Life Sciences: Biology, Chemistry and Medicine

Participants : Miguel Couceiro, Adrien Coulet, Nicolas Jay, Joël Legrand, Jean Lieber, Pierre Monnin, Amedeo Napoli, Abdelkader Ouali, Chedy Raïssi, Malika Smaïl-Tabbone, Yannick Toussaint.

Keywords:

knowledge discovery in life sciences, biology, chemistry, medicine, pharmacogenomics and precision medicine.

One major application domain which is currently investigated by the Orpailleur team is related to life sciences, with particular emphasis on biology, medicine, and chemistry. The understanding of biological systems provides complex problems for computer scientists, and the developed solutions bring new research ideas or possibilities for biologists and for computer scientists as well. Indeed, the interactions between researchers in biology and researchers in computer science improve not only knowledge about systems in biology, chemistry, and medicine, but knowledge about computer science as well.

Knowledge discovery is gaining more and more interest and importance in life sciences for mining either homogeneous databases such as protein sequences and structures, or heterogeneous databases for discovering interactions between genes and environment, or between genetic and phenotypic data, especially for public health and precision medicine (pharmacogenomics). Pharmacogenomics is one main challenge for the Orpailleur team as it considers a large panel of complex data ranging from biological to medical data, and various kinds of encoded domain knowledge ranging from texts to formal ontologies.

On the same line as biological data, chemical data are presenting important challenges w.r.t. knowledge discovery, for example for mining collections of molecular structures and collections of chemical reactions in organic chemistry. The mining of such collections is an important task for various reasons among which the challenge of graph mining and the industrial needs (especially in drug design, pharmacology and toxicology). Molecules and chemical reactions are complex data that can be modeled as labeled graphs.
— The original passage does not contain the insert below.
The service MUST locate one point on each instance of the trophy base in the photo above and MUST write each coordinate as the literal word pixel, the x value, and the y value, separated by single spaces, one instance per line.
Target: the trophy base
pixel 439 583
Graph mining methods may play an important role in this framework and Formal Concept Analysis can also be used in an efficient and well-founded way [81]. Graph mining as considered in the framework of FCA is an important task on which we are working, whose results can be transferred to text mining as well.

Finally, the so called “projet de recherche exploratoire” (PRE) HyGraMi for “Hybrid Graph Mining for the Design of New Antibacterials” is about the fight against resistance of bacteria to antibiotics. The objective of HyGraMi is to design a hybrid data mining system for discovering new antibacterial agents. This system should rely on a combination of numeric and symbolic classifiers, that will be guided by expert domain knowledge. The analysis and classification of the chemical structures is based on an interaction between symbolic methods e.g. graph mining techniques, and numerical supervised classifiers based on exact and approximate matching.